ビージーズをジョークの種にするのはやさしい。かつてばっちりとセットされていたその髪、サテンのツアージャケット、手のつけられないかんしゃく持ち(訳注:これは「サタデー・ナイト・ライブ」の人気コーナー「バリー・ギブ・トークショー」からのイメージです)といったイメージを笑う人は、だが、ひとつ大きな事実を見過ごしている。バリー・ギブこそ、ジャンルを超えて、愛の歌を作らせれば並ぶもののない現代ポップス最高のソングライターなのだ。
(ふつうこの手の大物のツアーというとニューアルバムのプロモーションが目的のことが多く、また、まさにそのためにコンサートが台無しになったりもするのだが)バリーの場合、ニューアルバムなし、ということは制約なしのツアーである。ポップス界最高のカウンターテナーであるバリーは、歯切れの良いファルセットの調子も上々に、2時間をたっぷりと超えるコンサートで、その長大で変化に富むカタログから選んだ31曲を披露して、「フィーバー時代の曲」だけが目当ての客からディープなファンまでを堪能させた。
ギター2本、キーボード2台(これでストリングスやブラスばかりか、モーリスのシンセサイザーのパートまでカバー!)の8人編成のバンドはピシリと筋の通ったアレンジぶり。問題はビージーズといえばハーモニーだったという、そのハーモニーだ。バリーひとりではどうなってしまうのか。この問題の解決策はファミリー路線の継承だった。モーリスの娘サミーとバリーの息子スティーブン(リードギターも担当)が登場。残るハーモニーは三人のバックアップシンガーで。そのうちのひとりベス・コーエンはバーブラ・ストライザンド(「Guilty」と「Woman in Love」)とドリー・パートン(「Islands in the Stream」)役もつとめた。ロビン・ギブがスクリーンに登場して「ジョーク」のボーカルをとるという場面もあり、ケレンのない演出で深い余韻を残した。
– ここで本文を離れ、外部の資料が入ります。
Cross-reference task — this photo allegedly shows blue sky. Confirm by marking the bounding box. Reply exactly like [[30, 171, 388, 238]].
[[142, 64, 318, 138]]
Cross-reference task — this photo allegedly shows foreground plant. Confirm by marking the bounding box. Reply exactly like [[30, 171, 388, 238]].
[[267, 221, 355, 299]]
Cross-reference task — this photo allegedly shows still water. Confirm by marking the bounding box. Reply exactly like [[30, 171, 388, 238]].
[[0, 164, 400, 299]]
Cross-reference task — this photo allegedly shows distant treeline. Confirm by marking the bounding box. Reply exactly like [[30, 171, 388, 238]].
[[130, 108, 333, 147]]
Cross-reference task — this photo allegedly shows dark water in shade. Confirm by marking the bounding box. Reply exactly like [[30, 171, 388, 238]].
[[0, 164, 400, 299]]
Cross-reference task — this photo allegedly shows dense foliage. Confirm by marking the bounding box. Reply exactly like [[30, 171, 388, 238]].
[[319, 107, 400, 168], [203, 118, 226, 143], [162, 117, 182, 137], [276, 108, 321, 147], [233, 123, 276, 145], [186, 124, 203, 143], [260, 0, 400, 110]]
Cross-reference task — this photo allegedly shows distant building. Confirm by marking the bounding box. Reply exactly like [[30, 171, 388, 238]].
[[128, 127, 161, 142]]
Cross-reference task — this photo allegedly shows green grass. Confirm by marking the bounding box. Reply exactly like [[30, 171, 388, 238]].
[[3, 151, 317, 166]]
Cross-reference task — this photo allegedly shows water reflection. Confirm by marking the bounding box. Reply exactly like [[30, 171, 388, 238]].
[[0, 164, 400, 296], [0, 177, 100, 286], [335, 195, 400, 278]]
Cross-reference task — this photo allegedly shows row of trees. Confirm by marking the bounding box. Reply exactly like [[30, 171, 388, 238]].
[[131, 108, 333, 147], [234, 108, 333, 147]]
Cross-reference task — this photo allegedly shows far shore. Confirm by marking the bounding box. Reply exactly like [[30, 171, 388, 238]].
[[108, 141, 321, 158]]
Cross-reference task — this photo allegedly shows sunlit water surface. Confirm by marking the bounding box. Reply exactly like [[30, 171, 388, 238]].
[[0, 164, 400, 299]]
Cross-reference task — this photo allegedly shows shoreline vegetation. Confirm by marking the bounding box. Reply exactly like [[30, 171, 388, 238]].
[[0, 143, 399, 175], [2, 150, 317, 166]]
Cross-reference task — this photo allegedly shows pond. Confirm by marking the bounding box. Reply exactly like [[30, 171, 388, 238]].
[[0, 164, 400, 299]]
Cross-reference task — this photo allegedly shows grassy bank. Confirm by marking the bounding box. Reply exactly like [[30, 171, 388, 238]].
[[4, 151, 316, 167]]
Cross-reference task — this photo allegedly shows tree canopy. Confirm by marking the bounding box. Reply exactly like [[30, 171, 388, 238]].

ミソロジー・ツアーの副題は「弟たちに、そして生涯を捧げた音楽のために」。ドリー・パートン、ダイアナ・ロス、セリーヌ・ディオン、弟アンディ(1988年に逝去)など他のアーティストに提供したヒットの数々も披露された。さらにはブルース・スプリングスティーンの「I’m On Fire」。ボス(バリーも会ったことはないそうだ)が最近のコンサートで「Stayin’Alive」を歌ったので“答礼”の意をこめての演奏だという。
ステージ上での軽快なトークは魅力にあふれ、時に感動的でもあった。中でも「じゃ、ひとつ(One)やります」と言って1989年のヒット「One」を演奏したのはシンプルでお見事。この「One」という曲自体が「Jive Talkin’」の華麗なるリライトでもある。映画『サタデー・ナイト・フィーバー』からの曲が演奏されると総立ちになる観客は、他の曲ではじっと座っておる。当年とって48歳の筆者が客席の平均年齢をかなり下げたといえるコンサートであったのだ。
自分のツアーに「ミソロジー・ツアー(伝説のツアー)」と銘打って、アンコール前の最後の曲に「Immortality(不滅)」を選び、「Tragedy(悲劇)」で堂々と客を家路につかせる人物は、大物アーティストと呼ばれてなんら抵抗がないのだろうと言ってよいかと思う。これでいいのだ。バリーのコンサートはレナード・コーエンのコンサートを思い出させた。ふたりとももうこれ以上認められる必要がない存在なのだ。それでももしバリー・ギブにいまだに与えられずにきたものがあるとしたら、それはビージーズのような大物ポップ・アーティストにはめったに与えられないもの、つまり批評家による真摯な評価だろう。この状況は当然変わってしかるべきである。
(Wesley Stace)
そうだ、そうだ~!(<最後の一文に反応しています)
“ヒットメーカー”という言葉をはるかに超える彼らの業績の本当の意味は、おそらくいまだに真の評価を待っているといえるでしょう。発表時に売れなかった作品やアーティストについて、よく「時代に先んじてしまった」と言われますが、ビージーズの枷は逆に「売れすぎてしまった」こと。真の評価に関しては、「時代に先んじてしまった」のではないでしょうか。本当の意味で彼らの真価が理解されるときがいよいよ来ているのだと良いですね。
セットリストはこちらです。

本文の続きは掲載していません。